Wellll, I'm not bored. Can't go fishing, but I'm spending a lot of time outdoors. They set my house down on it's new foundation yesterday, yeeeee freckin' haaaa. Soooooo, now all I have to do is build four sets on stairs with landings and right angle turns, pour 4 concret pads, put all new plumbing in the house (from the street), completely rewire the beast (both floors), Hook up all the HVAC, put in real insulation, do all the sheet rock work, put in new windows, put siding on the house, install new molding (that complies with Mrs. Wilber's exacting standards) put in new hardwood floors, build new kitchen cabnets (I ain't paying anybody $14,000 for a bunch of boxes with picture frams on the front), and deal with the war zone that was my yard.
Soooooo, I really want Spring to get here, it will be cool to be a real person again and head to Kitty Hawk for the weekend .
Really, I'm have a blast with this project. It is a chance to do everything the way I want it.

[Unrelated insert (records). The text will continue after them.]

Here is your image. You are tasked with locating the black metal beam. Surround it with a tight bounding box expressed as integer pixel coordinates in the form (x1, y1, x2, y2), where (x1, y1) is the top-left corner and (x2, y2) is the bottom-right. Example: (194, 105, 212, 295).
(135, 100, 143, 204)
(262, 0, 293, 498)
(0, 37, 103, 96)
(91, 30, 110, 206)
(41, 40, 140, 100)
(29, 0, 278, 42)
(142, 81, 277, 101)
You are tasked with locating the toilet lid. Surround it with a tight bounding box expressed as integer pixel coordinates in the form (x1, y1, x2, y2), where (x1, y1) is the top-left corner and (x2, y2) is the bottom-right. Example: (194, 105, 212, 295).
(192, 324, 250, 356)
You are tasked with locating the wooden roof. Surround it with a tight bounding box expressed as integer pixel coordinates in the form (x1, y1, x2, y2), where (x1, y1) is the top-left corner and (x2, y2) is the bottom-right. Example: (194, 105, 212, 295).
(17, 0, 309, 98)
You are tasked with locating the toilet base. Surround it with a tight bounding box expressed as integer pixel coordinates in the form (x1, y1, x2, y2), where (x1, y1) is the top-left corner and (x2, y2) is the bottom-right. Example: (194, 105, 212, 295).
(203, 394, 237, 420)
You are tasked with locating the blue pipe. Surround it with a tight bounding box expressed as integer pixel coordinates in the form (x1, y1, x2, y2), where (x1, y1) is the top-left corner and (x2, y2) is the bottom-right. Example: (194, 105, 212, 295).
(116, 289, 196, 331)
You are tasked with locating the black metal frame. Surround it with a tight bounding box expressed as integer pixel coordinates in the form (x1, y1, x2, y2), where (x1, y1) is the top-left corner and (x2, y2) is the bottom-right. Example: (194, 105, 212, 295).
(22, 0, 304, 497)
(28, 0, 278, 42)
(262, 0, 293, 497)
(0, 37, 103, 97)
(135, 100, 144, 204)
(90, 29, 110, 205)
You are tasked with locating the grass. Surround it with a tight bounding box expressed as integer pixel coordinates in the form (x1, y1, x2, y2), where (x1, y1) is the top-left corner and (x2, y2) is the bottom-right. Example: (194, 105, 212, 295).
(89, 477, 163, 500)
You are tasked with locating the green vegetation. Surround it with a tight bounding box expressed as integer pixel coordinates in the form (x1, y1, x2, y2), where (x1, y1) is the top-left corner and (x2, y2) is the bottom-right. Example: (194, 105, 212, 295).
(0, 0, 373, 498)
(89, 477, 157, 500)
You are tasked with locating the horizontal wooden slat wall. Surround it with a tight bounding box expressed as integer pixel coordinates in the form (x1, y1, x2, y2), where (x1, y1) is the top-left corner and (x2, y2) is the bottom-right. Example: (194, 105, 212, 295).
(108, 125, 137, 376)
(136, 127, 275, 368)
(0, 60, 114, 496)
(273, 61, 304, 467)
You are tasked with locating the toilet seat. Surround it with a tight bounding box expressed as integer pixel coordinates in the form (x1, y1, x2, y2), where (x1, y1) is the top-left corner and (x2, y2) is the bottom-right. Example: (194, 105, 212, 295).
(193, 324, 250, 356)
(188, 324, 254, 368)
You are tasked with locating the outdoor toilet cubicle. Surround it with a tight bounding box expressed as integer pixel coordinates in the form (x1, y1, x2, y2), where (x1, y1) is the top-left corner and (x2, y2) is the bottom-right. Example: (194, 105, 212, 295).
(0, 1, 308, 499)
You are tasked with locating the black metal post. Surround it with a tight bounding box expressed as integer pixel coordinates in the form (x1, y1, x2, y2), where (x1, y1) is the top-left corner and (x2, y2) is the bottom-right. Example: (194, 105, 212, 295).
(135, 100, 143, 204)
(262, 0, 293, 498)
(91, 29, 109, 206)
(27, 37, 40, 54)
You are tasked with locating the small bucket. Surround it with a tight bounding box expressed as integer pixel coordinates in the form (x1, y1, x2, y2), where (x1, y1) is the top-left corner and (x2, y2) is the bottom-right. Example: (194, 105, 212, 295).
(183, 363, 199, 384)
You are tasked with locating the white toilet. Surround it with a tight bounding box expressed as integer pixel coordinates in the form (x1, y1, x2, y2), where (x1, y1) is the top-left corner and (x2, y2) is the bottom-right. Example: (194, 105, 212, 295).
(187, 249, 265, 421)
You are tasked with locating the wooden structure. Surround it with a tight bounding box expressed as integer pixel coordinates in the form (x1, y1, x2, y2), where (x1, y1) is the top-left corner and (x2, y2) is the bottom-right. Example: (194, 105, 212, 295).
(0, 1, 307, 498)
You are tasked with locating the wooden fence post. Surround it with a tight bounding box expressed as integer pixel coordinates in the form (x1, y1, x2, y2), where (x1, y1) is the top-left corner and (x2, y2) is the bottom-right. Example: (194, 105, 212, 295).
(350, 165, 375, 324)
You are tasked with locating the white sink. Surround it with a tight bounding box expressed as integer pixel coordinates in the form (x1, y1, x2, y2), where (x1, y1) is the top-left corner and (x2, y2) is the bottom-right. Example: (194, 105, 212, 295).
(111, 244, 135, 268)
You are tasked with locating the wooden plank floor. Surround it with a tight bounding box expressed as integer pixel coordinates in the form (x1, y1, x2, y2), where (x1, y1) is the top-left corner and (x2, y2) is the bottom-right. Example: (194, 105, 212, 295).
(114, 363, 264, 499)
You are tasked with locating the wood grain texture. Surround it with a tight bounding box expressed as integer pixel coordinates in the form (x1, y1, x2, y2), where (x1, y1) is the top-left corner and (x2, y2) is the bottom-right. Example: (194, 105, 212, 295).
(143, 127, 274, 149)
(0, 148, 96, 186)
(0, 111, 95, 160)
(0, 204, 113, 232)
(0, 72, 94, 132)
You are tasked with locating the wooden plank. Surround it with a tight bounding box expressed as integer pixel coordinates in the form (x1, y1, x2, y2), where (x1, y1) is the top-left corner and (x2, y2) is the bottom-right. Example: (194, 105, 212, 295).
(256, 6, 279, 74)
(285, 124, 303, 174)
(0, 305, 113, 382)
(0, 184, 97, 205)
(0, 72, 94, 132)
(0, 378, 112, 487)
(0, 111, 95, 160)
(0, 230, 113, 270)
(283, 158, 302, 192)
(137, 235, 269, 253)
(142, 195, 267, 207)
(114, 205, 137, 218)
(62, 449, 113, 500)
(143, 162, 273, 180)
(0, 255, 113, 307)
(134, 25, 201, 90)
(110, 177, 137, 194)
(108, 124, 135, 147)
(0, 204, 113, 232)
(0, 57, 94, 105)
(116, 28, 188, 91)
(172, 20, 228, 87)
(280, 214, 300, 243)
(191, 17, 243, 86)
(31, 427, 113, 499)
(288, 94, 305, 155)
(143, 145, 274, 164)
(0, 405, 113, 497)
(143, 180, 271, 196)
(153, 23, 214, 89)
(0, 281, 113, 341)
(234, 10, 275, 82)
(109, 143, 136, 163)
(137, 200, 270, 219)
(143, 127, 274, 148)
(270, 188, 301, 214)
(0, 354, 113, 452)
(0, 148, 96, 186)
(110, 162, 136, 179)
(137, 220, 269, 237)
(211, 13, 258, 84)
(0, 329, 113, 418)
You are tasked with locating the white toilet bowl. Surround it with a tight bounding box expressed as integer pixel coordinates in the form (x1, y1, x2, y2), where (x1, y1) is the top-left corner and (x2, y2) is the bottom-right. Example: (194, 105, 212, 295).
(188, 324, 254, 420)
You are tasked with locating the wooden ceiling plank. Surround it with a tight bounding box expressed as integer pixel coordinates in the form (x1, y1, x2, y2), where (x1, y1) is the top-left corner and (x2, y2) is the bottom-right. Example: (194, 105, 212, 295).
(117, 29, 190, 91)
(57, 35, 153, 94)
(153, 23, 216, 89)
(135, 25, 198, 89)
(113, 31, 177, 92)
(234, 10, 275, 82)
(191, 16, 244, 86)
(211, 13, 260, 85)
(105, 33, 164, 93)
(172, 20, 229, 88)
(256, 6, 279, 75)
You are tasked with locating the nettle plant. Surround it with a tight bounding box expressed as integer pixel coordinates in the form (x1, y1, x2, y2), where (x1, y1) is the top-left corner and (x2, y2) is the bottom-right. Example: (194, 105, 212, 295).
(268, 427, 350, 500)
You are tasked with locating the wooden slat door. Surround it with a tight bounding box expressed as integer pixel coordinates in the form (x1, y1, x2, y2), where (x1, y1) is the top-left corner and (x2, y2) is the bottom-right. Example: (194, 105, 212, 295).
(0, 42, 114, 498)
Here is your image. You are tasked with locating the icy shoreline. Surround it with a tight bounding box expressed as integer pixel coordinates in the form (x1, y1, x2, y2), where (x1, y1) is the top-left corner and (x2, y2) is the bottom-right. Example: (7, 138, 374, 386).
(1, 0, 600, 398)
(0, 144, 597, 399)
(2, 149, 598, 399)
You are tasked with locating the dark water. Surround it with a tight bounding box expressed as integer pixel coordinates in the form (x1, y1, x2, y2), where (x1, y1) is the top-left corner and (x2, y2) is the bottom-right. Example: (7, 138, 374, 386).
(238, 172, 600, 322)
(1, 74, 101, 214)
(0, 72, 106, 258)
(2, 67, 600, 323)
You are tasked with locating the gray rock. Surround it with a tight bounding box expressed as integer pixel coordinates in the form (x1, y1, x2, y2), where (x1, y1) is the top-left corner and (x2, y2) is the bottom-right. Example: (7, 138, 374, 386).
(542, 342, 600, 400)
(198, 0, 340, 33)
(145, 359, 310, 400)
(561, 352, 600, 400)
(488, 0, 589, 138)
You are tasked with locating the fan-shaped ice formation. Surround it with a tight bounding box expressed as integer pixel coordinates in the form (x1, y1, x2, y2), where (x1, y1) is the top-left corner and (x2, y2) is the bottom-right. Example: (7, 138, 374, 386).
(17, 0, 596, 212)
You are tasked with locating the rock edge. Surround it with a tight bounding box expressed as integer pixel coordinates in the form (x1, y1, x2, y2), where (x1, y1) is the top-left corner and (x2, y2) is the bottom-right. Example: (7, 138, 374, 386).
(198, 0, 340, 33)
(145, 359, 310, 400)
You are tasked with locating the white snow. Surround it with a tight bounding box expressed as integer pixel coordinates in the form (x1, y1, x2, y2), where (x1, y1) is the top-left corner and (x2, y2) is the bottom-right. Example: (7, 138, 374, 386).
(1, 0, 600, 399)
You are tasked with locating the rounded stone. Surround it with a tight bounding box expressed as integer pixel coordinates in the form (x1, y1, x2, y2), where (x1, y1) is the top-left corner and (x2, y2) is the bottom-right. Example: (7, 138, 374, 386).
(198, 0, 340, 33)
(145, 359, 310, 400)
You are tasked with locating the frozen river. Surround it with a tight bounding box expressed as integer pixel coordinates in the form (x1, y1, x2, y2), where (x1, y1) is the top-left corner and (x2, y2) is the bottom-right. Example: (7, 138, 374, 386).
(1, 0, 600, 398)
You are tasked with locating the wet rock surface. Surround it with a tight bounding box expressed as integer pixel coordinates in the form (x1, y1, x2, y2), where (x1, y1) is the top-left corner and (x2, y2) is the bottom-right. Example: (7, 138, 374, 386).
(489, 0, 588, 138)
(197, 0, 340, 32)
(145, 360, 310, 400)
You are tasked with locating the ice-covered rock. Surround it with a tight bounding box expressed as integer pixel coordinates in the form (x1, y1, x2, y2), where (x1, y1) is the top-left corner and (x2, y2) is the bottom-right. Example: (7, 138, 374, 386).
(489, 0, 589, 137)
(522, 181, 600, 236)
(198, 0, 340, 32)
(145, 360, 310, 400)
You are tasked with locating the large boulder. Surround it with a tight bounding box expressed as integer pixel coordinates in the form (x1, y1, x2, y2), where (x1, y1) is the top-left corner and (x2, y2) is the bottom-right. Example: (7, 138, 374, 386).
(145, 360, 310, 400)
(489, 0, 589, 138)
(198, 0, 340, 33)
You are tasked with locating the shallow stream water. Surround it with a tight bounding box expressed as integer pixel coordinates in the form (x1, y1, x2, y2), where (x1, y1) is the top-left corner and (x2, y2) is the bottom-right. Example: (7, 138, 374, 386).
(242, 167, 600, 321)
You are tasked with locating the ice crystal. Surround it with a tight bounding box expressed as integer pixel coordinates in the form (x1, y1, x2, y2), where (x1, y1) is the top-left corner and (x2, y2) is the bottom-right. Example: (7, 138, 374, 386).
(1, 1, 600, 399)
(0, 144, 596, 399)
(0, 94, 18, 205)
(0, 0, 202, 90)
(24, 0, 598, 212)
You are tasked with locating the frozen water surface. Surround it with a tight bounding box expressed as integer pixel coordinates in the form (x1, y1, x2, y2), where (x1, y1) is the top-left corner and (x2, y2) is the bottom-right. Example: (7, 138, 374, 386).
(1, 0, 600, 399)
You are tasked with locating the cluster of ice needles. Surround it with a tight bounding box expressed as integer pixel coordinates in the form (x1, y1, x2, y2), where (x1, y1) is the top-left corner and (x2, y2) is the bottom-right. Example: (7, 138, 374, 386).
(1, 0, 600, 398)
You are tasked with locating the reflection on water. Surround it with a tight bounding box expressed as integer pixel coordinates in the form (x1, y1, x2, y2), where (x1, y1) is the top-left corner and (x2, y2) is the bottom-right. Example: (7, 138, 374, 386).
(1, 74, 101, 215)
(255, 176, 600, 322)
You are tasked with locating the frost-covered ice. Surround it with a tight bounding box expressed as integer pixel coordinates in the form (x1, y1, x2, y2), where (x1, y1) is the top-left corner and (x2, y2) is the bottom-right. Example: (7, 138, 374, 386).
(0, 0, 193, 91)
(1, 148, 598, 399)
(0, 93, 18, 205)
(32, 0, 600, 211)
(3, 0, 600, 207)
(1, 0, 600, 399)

PS While I wait for inspectors, I have tied all the rigs that I could possibly use in the coming year and have clean all my reels, but my bait kinfe is under the house where I was cutting insulation. Did you know that a 4oz sinker is a great plumbob?


----------



## Cdog (Mar 18, 2002)

Hawk said:


> Hey Dog,
> You should have a good chunk towards that new reel with all the money you SHOULD be saving on smokes. You are still working on that, right?
> Hawk


Hey Hawk, yep its still a "work in progress".  

Wilber, been wondering how ya doing. Might have to make a trip to GV to see the new digs. If ya ever need a hand don't hesitate to call.


----------



## Wilber (May 20, 2003)

Come on down Dog. There will be one heck of a party someday.


----------



## the rhondel (Feb 6, 2003)

Darn....an early afternoon post from Wilber....man must be workin hard!!.....ditto here on the help my good man  ......the R


----------



## fishnnut (Jan 15, 2005)

That thing sure is purdy!!! Done made two tripps to BPS in the last two weeks. Can't afford to go back. Divorce is too damn expensive.


----------



## FishJunky (Sep 16, 2004)

Search the internet and find people that are catching fish... I can't wait to go fishing.. I'm heading down to Clearwater FL the first of march and I'm going to do some fishing down there..


----------



## NTKG (Aug 16, 2003)

well u can finally buy them... does anyone know if they are actually casting reels?

neil


----------



## CrawFish (Sep 23, 2003)

fishnnut said:


> Divorce is too damn expensive.


Because it's worth it!!!!!!   

And Neil, you dont want that reel. You want the GW-30. The Saltist 30 weighs over 20oz and ratio of 4.9-1.


----------



## Zigh (May 2, 2002)

*Let's GO Troutin'!!!!*

Cdog~ Soundz as though you are MORE than ready to hit the shore...... if you get the itch and wanna try some freshwater angling to ease the pain  ...... Drop me a PM and we'll hit APHill for some Trout one day... It's not the surf, but it's wet and they pull(LOL) ... You can even use your sandspike.......
Zigh
><((((*>


----------



## king&strut (Jun 17, 2004)

Start breaking out the turkey calls and getting tuned up!


----------



## Cdog (Mar 18, 2002)

Zigh said:


> Cdog~ Soundz as though you are MORE than ready to hit the shore...... if you get the itch and wanna try some freshwater angling to ease the pain  ...... Drop me a PM and we'll hit APHill for some Trout one day... It's not the surf, but it's wet and they pull(LOL) ... You can even use your sandspike.......
> Zigh
> ><((((*>


Saw your report on the Va board, perty work. Consider yourself PM'd.


----------